Foram as crianças que, no início do século 20, paralisaram as fábricas em movimentos grevistas que resultaram em regras trabalhistas e turnos de até 8 horas de trabalho por dia.
“De repente tem uma mobilização infantil, das crianças fazerem greve, boicotarem ou abandonarem o trabalho?”, destaca a professora, que ressalta que o direito à infância ou adolescência nem era reconhecido.
Somente em 1990, com o Estatuto da Criança e do Adolescente (ECA), quem tinha menos de 18 anos passou a ser reconhecido como sujeito de direitos em desenvolvimento.
Antes disso, nos anos 1980, o multiartista Mário Deganelli conseguiu um emprego com carteira assinada aos 12 anos, em uma fábrica de bonecos.
Diante de uma medida da empresa para descontar os minutos diários em que a equipe parava para tomar café, aos 13 anos Mário fez um abaixo-assinado e se tornou representante da “peãozada” junto ao sindicato.
“Imagina um menino de 13 anos de idade… eu lembro que eu tremia assim, ficava naquela reunião um monte de cara com cara de mal”, recorda Mário, que enfim ganhou a causa.
Uma herança colonial
Margarete nota que, nas comunidades rurais e tradicionais, a criança participa do mundo adulto. A separação acontece a partir da urbanização, da industrialização e avanço do capitalismo, em que a segregação espacial é determinante onde cada pessoa deve estar.
A lógica parte da realidade das fábricas, que eram ocupadas sobretudo por pessoas brancas imigrantes ou descendentes de quem veio da Europa naquela virada do século. Pessoas indígenas e negras estavam fora – portanto, na informalidade.

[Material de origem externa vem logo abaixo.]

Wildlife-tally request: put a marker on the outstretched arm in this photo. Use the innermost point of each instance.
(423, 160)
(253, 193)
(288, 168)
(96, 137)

“A carteira de trabalho é um documento de polícia. Ela surge como um documento de controle. A polícia mesmo dizia: ‘RG é documento de vagabundo, quero ver se tem carteira de trabalho para saber se você tá sobre o controle’” – Casé Angatu.
Indígena de Olivença (BA), Casé é professor universitário, escritor e historiador. Ele lembra que o espaço público foi destinado às pessoas rejeitadas ou que rejeitaram o espaço privado. É o caso de meninos engraxates, que brincavam enquanto trabalhavam – uma ideia de liberdade.
Crianças negras e indígenas, que no período colonial foram sequestradas, abusadas e até gestaram, continuaram submetidas à exploração e com menos possibilidades de desenvolvimento.
A entrada precoce no mercado de trabalho também se reflete na autoestima, na chance de se reconhecer como indivíduo e na imposição de “ser útil” – algo que atinge a todo mundo e que é ensinado.
Quando falamos das jornadas de 6 dias de trabalho para 1 de descanso (6×1), falamos dessa herança que atravessa os séculos e penaliza pessoas adultas que vêm de um processo de exploração.
O projeto de emenda constitucional da deputada Erika Hilton, que aguarda tramitação no Congresso Federal, busca limitar a jornada a 4 dias de trabalho para 3 de descanso.
“A história do Brasil é também a história dos corpos infantis violados desde o período colonial, do Império e da República e que ainda continua sendo (…) E ao mesmo tempo é a história da resistência de corpos infantis que mantém-se ainda vivos, né?”, completa Casé.